The neighbours aren’t complaining, as there’s just a wall on one side and a staircase and a more traditional shop owned by the same South Korean ice cream company on the other side, I heard from a reader named Hui, who works nearby.
“If I can find a gap between a ParknShop and a Wellcome, I’m going to set up my own shop there, and call it ‘Main Entrance,” he added.

HONG KONG TEACHER Peter New met a hotel concierge in Shanghai whose name was Rivet Ting. Despite this, “he was a boring conversationalist,” he reports.
Peter, whose surname is pronounced “New”, said that his father was always threatening to have children who he would name Brand, Nuttin and Shiny.

READER WILLIE LAU received an application from someone who wanted a job teaching phonics, a spelling-based educational system used for English language classes. Children was spelt “childern”, Nursery was spelt “Nursey”, Elementary was “Elmentary” and Phonics was spelt Phoinc. “Is it too much to expect a phonics teacher to actually know how to spell phonics?” he asked.
One day someone in Hong Kong is going to start a school called Kwik-Spel.

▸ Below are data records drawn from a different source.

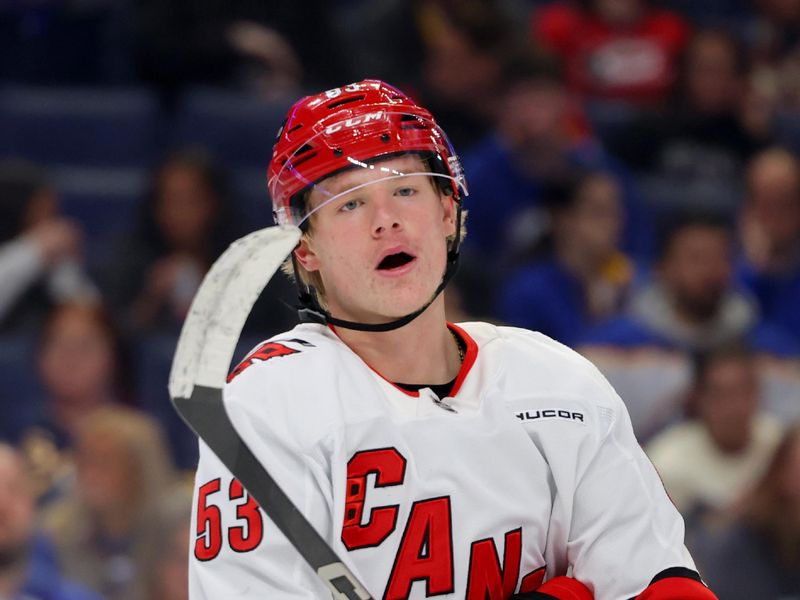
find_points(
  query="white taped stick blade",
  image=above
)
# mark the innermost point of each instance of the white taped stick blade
(221, 307)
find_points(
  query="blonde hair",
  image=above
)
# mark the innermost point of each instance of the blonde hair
(143, 440)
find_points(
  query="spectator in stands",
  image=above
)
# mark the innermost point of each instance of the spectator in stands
(40, 252)
(698, 147)
(769, 264)
(82, 366)
(583, 277)
(28, 569)
(690, 306)
(538, 143)
(692, 302)
(774, 49)
(710, 460)
(621, 50)
(221, 42)
(168, 580)
(187, 221)
(757, 555)
(108, 530)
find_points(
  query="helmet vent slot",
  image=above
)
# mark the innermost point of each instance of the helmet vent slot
(343, 101)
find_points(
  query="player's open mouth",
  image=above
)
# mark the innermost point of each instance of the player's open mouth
(395, 261)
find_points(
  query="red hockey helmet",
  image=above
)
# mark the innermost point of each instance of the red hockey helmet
(350, 127)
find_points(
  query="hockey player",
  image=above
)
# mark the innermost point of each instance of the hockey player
(468, 461)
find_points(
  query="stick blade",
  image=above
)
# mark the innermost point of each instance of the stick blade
(221, 306)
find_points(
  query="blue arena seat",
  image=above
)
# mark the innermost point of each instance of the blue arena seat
(83, 126)
(105, 201)
(238, 128)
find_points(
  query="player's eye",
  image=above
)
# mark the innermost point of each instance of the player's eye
(350, 205)
(405, 191)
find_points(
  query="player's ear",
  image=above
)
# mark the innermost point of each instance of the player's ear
(305, 255)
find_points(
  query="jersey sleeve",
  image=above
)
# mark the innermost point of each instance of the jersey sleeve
(625, 531)
(236, 551)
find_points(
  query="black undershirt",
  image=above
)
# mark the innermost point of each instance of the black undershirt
(442, 390)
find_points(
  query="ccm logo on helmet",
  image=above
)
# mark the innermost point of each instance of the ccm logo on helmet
(376, 116)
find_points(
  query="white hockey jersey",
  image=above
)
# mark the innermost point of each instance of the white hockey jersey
(530, 468)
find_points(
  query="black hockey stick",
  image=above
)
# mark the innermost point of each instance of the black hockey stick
(199, 368)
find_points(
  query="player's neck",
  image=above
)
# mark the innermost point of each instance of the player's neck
(421, 352)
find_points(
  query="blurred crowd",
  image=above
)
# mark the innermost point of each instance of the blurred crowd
(634, 178)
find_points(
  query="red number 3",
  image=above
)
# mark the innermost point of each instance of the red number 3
(243, 537)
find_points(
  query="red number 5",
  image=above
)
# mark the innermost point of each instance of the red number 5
(241, 538)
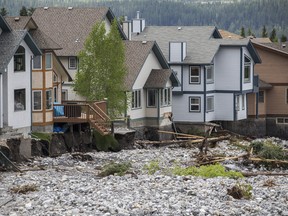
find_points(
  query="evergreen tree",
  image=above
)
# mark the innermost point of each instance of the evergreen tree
(3, 11)
(102, 68)
(23, 11)
(264, 32)
(242, 33)
(283, 38)
(273, 36)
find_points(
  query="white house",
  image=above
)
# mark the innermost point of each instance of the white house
(17, 49)
(149, 83)
(215, 74)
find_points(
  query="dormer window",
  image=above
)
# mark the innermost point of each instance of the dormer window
(247, 70)
(19, 59)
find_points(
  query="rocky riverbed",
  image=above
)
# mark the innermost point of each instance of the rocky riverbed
(69, 186)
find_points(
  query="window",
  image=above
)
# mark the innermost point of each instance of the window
(37, 62)
(37, 100)
(209, 74)
(165, 97)
(151, 97)
(210, 104)
(243, 102)
(194, 104)
(247, 70)
(194, 75)
(261, 97)
(19, 100)
(237, 105)
(19, 59)
(48, 61)
(49, 99)
(136, 99)
(72, 63)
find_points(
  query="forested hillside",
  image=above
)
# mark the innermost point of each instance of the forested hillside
(230, 15)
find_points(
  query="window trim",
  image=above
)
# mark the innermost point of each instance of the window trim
(247, 64)
(20, 55)
(190, 75)
(40, 56)
(69, 62)
(155, 95)
(212, 109)
(136, 97)
(19, 110)
(199, 104)
(210, 81)
(33, 100)
(48, 68)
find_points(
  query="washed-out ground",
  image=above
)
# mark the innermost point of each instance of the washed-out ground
(69, 186)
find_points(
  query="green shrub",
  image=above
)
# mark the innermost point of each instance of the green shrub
(240, 191)
(152, 167)
(209, 171)
(115, 168)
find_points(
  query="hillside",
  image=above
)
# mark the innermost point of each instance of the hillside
(228, 14)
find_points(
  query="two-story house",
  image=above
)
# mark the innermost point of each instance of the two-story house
(69, 27)
(17, 49)
(48, 73)
(216, 74)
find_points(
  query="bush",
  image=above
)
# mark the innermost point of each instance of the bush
(152, 167)
(209, 171)
(240, 191)
(115, 168)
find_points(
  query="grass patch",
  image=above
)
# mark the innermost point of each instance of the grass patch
(115, 169)
(42, 136)
(152, 167)
(24, 189)
(240, 191)
(210, 171)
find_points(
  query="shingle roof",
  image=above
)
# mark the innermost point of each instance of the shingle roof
(68, 27)
(201, 45)
(9, 42)
(158, 78)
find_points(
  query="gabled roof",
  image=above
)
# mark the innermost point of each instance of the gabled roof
(136, 53)
(69, 27)
(158, 78)
(9, 43)
(21, 22)
(196, 37)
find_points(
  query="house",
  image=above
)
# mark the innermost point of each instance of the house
(17, 49)
(149, 82)
(216, 74)
(48, 73)
(271, 103)
(69, 27)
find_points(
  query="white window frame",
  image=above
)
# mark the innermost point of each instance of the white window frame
(136, 99)
(248, 66)
(210, 70)
(70, 65)
(194, 104)
(192, 76)
(46, 57)
(33, 100)
(39, 68)
(210, 101)
(154, 94)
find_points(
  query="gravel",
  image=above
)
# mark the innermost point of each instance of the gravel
(67, 186)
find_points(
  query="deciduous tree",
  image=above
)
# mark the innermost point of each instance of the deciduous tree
(102, 68)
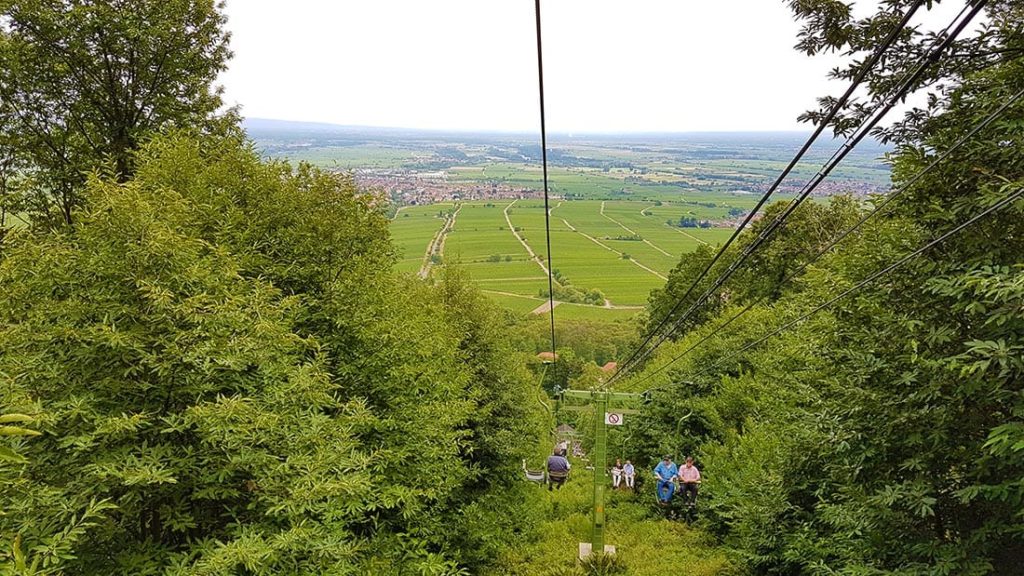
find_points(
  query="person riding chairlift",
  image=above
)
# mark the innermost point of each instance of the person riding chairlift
(616, 474)
(666, 472)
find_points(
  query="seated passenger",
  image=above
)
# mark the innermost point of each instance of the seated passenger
(689, 477)
(666, 472)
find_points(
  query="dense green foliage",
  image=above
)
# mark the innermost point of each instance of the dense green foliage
(228, 376)
(886, 435)
(85, 82)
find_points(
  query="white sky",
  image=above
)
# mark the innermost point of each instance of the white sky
(471, 65)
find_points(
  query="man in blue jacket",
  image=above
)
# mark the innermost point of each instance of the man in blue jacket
(666, 472)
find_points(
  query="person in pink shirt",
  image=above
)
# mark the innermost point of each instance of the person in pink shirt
(689, 479)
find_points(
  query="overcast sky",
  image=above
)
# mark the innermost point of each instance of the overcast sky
(471, 65)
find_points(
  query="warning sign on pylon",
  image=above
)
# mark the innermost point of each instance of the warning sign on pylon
(612, 418)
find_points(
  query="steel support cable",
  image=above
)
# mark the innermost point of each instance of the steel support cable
(544, 163)
(837, 158)
(877, 210)
(1013, 197)
(837, 108)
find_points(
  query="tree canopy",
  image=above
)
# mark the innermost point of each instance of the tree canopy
(85, 82)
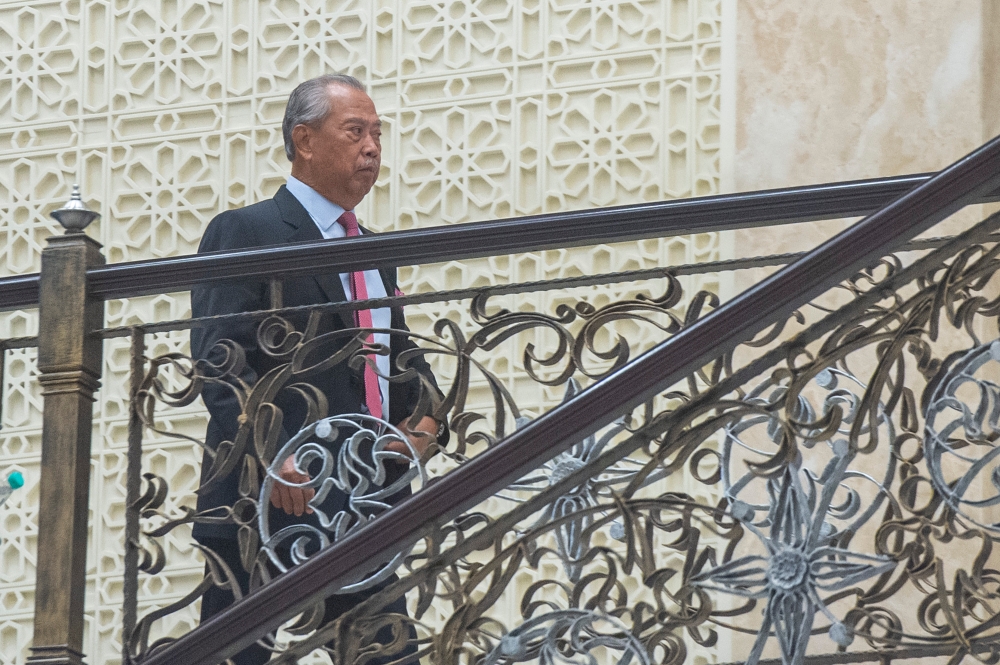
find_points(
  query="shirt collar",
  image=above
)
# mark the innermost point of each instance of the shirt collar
(324, 212)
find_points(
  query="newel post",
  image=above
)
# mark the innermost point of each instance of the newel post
(69, 365)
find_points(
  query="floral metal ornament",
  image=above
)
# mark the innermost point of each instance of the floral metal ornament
(801, 563)
(961, 432)
(807, 512)
(573, 509)
(346, 453)
(570, 637)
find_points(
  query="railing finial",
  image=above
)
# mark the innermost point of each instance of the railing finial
(75, 215)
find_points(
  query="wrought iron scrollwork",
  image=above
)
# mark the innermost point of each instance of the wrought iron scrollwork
(348, 452)
(845, 497)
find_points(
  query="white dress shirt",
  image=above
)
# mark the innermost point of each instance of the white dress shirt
(325, 214)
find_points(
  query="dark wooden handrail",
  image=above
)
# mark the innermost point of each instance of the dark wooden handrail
(965, 182)
(490, 238)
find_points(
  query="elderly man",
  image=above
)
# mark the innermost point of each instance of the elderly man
(332, 137)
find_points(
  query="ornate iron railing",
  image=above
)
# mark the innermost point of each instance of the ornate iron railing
(805, 469)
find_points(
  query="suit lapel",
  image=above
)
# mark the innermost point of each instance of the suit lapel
(302, 229)
(388, 275)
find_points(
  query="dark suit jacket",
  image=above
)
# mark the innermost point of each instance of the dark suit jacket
(277, 221)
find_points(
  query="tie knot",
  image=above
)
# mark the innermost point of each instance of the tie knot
(350, 224)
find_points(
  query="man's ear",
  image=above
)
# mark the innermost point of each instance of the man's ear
(302, 138)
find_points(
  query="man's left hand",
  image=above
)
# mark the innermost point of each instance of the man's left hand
(427, 426)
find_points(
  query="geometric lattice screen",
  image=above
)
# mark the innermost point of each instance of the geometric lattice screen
(168, 111)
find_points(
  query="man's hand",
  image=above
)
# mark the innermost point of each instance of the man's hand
(427, 426)
(293, 500)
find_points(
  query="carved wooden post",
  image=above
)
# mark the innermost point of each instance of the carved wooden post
(69, 364)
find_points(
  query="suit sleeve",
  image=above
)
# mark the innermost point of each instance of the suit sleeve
(404, 397)
(226, 232)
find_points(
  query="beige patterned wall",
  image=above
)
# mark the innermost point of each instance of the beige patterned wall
(167, 112)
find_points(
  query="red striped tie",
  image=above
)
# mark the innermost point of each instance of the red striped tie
(363, 317)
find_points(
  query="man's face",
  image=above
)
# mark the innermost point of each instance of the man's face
(341, 156)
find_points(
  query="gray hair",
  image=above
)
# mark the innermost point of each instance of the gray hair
(309, 104)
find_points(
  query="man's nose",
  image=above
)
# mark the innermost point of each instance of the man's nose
(371, 147)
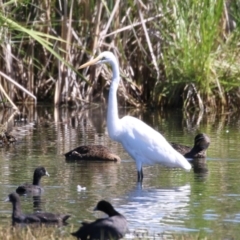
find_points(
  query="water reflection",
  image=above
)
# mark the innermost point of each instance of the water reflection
(163, 205)
(157, 210)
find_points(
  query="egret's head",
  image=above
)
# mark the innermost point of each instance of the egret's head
(104, 57)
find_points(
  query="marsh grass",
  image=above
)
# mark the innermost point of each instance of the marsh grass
(197, 51)
(56, 233)
(173, 53)
(34, 233)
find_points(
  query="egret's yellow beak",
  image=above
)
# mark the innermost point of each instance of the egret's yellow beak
(91, 62)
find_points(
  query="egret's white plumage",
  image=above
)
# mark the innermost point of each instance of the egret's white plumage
(145, 145)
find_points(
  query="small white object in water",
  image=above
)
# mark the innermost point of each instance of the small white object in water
(79, 188)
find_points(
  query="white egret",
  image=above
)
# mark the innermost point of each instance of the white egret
(145, 145)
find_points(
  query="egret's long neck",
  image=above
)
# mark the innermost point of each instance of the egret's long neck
(112, 112)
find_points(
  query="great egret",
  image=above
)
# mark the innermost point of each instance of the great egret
(201, 143)
(35, 187)
(145, 145)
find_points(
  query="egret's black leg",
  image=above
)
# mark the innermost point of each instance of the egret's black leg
(140, 175)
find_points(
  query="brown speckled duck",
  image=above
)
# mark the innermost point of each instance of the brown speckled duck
(201, 144)
(92, 152)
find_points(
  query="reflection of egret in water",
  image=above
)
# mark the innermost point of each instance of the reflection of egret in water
(156, 211)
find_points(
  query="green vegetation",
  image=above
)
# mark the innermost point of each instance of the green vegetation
(174, 53)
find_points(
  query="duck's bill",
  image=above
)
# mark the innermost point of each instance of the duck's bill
(89, 63)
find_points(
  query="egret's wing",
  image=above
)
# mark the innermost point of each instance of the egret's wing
(142, 141)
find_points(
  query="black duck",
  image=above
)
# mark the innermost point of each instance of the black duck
(201, 144)
(112, 228)
(38, 217)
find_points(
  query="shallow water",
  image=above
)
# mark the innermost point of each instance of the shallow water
(170, 202)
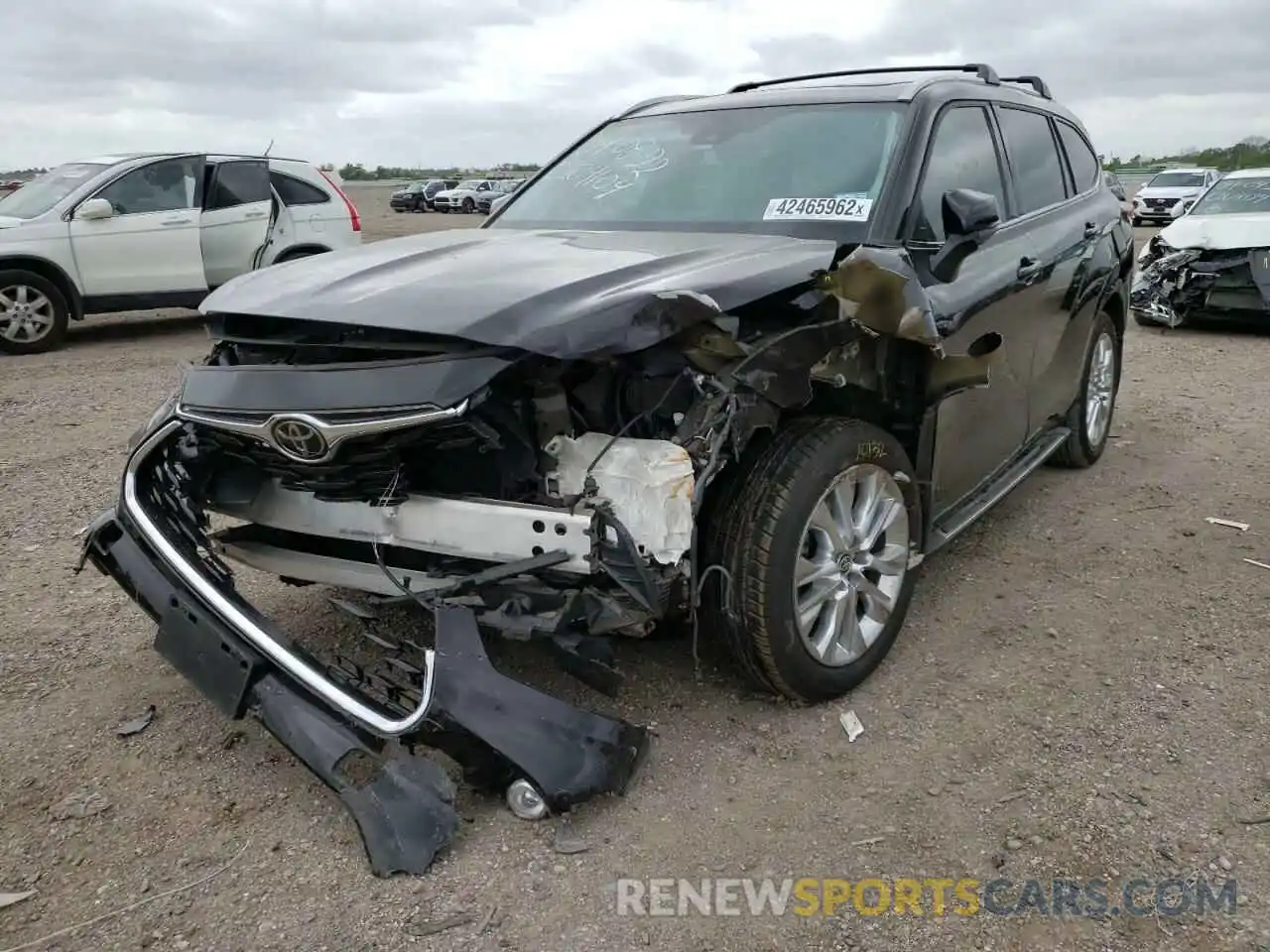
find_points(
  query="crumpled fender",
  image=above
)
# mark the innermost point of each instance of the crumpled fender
(879, 290)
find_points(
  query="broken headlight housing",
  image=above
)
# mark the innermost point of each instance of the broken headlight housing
(157, 419)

BIZARRE SPELLING IS not just a Hong Kong thing, of course. Writer Jan Gaebler Smith saw a sign in the Goodwood area of Adelaide a few days ago, saying: “What are you greatful [sic] for today?” A graffiti artist had scrawled an answer under the sign: “Spelling”.
It reminds me of a sign that used to be on one of the walkways joining north Wan Chai to the original Wan Chai: “Dogs should not s*** on this walkway.” A graffiti artist eventually added a line: “Sorry, we cannot read. Signed, The Dogs.”

MY OBSERVANT FRIEND Cecille Son-Nazareno was shocked to find a recruitment poster on a fruit barrow in the Philippines. It says: “Wanted Female mango peeler.” The applicant must be sexy, no scratches, flab or warts. Vital statistics must be 36-24-36. Bring your biodata and police clearance. Applicant must be a college graduate.
Either this is a very, very tough job market, or some guy who runs a fruit barrow is seriously trying it on.

NG YI-SHENG tells me he is in London with his family. Out on the street and feeling hungry, he pointed to Pret-a-Manger, a famous UK chain of sandwich stores, known for its logo of a white star on a dark red background. YI-SHENG: “You see that building? With the star? That’s where we’re getting breakfast.” HIS MUM: “Mao Zedong’s?!”

HONG KONG-BASED banker-turned-comedian Anthony Solimini was shaking his head at the news reports about the drug lord who tunneled out of jail. “El Chapo escaped from TWO maximum security prisons! Today I got lost coming out of IKEA,” he wrote on Facebook.
In Hollywood movies they used to have exciting car chases where a guy drives in the wrong direction along an expressway. Now I think they could have a shopper trying to go the wrong way through IKEA on a busy Saturday. I would watch that.

ACTUALLY, I KNOW lots of Hong Kong people who say they go shopping at IKEA “for relaxation”. Madness.
My idea of perfect relaxation is to listen to Taylor Swift in the shower.
But she’s probably got security guards and cameras and stuff.